Technical information
- Licensing authority: FCC
- Facility ID: 73947
- Class: A
- ERP: 1,000 watts
- HAAT: 244 meters (801 ft)
- Transmitter coordinates: 35°10′38″N 97°36′10″W﻿ / ﻿35.17722°N 97.60278°W

Links
- Public license information: Public file; LMS;
- Webcast: Listen Live
- Website: okcr.org

= KKNG-FM =

KKNG-FM (97.3 FM) is a radio station licensed to Blanchard, Oklahoma, serving the Oklahoma City Metroplex. It is owned by Mark Whitten, through licensee KKNG Radio LLC.

KKNG-FM carries a religious talk and information radio format focusing on Catholic listeners, and airs programming from the EWTN Radio Network. The transmitter is at NE 40th Street at U.S. Route 62 in Blanchard.

==History==
On August 18, 1977, the station first signed on as KWEY-FM. It was originally licensed to Weatherford, Oklahoma. In March 1984, the station became KBXR.

It changed back to KWEY-FM on September 20, 1991. Until 2006, it was a country station branded "97.3 The Coyote". In 2006, the transmitter was moved closer to Oklahoma City and its format changed to variety hits. It became KOJK, and joined the Jack FM network as "97.3 Jack FM." It used the national programming feed for Jack stations in smaller markets.

On March 8, 2010, after playing "I'll Cry Instead" by The Beatles, KOJK flipped to country as "97.3 King Country." The call sign was later changed to KKNG-FM a week later to match the branding. (KKNG was previously used by a popular country station at 93.3 MHz, now KJKE.) KKNG's DJ's included Lynn Waggoner in the morning, Vanessa Valli midday, Owen Pickard for "The Afternoon Drive", and Carly Rae on the night shift.
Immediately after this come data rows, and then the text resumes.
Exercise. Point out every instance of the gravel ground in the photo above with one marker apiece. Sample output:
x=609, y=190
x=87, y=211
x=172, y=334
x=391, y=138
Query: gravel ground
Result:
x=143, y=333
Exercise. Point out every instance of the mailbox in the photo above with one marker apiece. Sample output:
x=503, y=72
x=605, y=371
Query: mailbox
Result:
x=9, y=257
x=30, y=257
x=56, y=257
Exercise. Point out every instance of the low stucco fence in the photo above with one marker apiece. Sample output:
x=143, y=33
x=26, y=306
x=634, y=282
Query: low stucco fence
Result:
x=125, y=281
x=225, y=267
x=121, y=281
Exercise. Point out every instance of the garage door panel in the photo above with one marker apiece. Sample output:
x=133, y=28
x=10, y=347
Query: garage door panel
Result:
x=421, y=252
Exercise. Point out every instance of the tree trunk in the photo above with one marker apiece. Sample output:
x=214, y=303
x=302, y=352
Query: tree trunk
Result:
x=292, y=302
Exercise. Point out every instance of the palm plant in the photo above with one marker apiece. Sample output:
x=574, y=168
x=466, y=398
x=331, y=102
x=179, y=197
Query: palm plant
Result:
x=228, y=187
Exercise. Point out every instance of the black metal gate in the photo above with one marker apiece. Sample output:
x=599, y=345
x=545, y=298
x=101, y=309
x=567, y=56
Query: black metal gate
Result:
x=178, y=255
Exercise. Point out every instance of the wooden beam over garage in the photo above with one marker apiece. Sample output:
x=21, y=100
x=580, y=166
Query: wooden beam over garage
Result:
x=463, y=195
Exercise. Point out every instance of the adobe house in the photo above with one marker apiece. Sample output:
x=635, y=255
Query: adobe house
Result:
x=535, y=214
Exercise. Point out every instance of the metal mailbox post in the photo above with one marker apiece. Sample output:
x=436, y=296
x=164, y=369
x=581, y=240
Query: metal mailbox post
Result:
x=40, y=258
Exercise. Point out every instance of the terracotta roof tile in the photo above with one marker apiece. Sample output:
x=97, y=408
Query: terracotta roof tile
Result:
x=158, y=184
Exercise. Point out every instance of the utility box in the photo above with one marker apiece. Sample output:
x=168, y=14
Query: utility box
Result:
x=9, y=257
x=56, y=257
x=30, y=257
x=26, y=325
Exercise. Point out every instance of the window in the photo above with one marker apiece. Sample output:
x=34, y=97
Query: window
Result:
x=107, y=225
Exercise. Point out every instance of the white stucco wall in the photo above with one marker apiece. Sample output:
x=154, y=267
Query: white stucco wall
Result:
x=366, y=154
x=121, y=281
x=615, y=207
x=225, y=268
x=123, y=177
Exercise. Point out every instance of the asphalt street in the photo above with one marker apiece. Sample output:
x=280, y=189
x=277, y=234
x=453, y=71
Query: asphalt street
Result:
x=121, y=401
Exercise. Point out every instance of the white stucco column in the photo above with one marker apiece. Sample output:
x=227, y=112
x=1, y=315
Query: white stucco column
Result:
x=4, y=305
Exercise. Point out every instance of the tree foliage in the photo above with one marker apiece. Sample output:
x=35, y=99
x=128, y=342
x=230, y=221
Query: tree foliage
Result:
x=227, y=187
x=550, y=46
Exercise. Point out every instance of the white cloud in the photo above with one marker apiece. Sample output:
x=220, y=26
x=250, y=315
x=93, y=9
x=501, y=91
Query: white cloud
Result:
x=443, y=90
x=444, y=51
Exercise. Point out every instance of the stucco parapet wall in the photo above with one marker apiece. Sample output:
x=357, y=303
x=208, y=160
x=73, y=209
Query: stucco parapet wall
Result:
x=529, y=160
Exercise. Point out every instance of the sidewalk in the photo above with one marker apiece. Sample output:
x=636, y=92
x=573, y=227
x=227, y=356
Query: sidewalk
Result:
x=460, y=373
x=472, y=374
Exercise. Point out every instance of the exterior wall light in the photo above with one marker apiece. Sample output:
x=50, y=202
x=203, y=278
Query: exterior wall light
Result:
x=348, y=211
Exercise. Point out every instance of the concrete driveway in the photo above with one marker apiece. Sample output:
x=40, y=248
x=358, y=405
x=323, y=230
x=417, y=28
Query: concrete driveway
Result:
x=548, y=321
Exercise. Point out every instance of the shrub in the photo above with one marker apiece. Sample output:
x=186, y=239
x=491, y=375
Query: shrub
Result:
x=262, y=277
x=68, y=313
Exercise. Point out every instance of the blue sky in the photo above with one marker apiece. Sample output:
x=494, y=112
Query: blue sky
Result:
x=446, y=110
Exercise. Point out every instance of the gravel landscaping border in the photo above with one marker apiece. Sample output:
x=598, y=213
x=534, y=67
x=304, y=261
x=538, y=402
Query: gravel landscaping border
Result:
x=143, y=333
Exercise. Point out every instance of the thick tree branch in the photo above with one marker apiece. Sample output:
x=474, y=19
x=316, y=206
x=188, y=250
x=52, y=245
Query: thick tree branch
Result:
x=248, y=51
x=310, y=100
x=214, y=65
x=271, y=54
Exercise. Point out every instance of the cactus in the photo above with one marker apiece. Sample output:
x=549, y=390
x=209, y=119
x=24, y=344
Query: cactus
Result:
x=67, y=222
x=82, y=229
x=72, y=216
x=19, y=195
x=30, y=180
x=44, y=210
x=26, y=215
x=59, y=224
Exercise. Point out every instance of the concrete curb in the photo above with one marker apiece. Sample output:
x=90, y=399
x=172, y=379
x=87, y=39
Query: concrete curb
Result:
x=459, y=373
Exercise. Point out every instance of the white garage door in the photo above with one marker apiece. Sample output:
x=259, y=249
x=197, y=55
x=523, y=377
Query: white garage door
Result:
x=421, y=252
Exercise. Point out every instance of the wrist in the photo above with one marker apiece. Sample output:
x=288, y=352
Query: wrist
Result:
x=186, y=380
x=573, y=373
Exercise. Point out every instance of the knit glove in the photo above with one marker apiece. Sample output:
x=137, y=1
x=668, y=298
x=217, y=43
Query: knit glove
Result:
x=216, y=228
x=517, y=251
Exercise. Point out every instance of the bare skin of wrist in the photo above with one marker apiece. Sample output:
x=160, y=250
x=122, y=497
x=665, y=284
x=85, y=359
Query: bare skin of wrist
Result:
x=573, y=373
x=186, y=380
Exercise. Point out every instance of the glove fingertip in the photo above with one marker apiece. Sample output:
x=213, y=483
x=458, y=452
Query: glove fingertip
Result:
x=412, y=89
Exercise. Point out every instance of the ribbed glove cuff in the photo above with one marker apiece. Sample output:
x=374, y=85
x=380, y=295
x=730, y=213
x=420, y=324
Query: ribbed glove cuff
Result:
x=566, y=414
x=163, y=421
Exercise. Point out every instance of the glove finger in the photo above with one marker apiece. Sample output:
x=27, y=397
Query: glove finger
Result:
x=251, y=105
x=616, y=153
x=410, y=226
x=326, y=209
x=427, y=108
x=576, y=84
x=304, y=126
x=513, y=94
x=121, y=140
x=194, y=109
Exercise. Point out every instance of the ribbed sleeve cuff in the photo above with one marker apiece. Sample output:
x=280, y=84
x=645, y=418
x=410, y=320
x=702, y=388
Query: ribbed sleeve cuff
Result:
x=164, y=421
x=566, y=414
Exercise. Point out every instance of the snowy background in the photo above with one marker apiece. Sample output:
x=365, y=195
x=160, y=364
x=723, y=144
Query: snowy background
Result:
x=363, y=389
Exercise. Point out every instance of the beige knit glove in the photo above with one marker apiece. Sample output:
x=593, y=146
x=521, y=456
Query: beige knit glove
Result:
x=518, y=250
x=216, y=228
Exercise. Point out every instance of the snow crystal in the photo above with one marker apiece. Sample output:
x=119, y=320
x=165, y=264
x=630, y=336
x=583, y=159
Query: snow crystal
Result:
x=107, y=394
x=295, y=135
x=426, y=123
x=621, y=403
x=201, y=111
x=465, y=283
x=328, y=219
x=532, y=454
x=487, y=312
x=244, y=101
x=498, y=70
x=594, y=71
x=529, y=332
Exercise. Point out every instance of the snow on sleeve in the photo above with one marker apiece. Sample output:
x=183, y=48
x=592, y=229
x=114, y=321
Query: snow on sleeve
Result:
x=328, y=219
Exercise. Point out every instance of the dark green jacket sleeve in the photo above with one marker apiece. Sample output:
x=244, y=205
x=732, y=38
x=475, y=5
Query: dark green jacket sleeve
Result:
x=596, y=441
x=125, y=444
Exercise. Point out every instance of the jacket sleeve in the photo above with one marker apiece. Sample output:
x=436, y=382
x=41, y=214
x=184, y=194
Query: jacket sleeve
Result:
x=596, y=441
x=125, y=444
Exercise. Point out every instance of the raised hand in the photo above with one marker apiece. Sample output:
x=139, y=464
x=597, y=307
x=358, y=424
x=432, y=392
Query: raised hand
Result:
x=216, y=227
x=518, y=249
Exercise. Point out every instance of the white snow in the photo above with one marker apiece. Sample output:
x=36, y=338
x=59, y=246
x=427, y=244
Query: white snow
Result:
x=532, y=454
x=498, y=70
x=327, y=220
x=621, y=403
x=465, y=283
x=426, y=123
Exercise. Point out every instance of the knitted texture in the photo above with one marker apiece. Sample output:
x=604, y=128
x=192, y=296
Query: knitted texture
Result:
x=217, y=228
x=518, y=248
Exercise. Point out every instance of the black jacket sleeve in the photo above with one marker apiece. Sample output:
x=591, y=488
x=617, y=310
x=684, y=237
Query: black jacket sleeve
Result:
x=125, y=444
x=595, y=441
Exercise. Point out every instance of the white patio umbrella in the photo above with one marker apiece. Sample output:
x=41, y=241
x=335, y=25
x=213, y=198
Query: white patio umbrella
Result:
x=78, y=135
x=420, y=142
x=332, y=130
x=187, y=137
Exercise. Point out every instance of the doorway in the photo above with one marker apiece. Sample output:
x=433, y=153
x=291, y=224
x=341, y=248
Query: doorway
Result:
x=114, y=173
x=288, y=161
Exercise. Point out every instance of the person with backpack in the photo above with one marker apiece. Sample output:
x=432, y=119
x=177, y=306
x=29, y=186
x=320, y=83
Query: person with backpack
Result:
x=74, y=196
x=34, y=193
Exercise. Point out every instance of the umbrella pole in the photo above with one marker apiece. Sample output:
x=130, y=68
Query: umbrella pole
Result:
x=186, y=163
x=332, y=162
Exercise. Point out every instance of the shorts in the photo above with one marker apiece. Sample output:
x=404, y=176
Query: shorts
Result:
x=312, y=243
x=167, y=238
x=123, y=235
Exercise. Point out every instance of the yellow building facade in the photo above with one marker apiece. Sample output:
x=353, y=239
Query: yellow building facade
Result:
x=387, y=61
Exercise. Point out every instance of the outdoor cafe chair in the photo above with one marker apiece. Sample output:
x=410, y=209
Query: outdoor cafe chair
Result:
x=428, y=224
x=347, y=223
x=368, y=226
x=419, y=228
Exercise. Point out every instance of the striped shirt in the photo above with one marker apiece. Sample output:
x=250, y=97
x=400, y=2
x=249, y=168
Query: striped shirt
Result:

Waggoner also hosted The Sunday Morning Gospel Show, featuring Southern Gospel music.

On February 28, 2013, at 10 p.m., after playing "You're the Only One" by Dolly Parton, KKNG joined the statewide Oklahoma Catholic Radio network and took over the OKC simulcast from AM 890 KTLR, which had previously aired it part-time.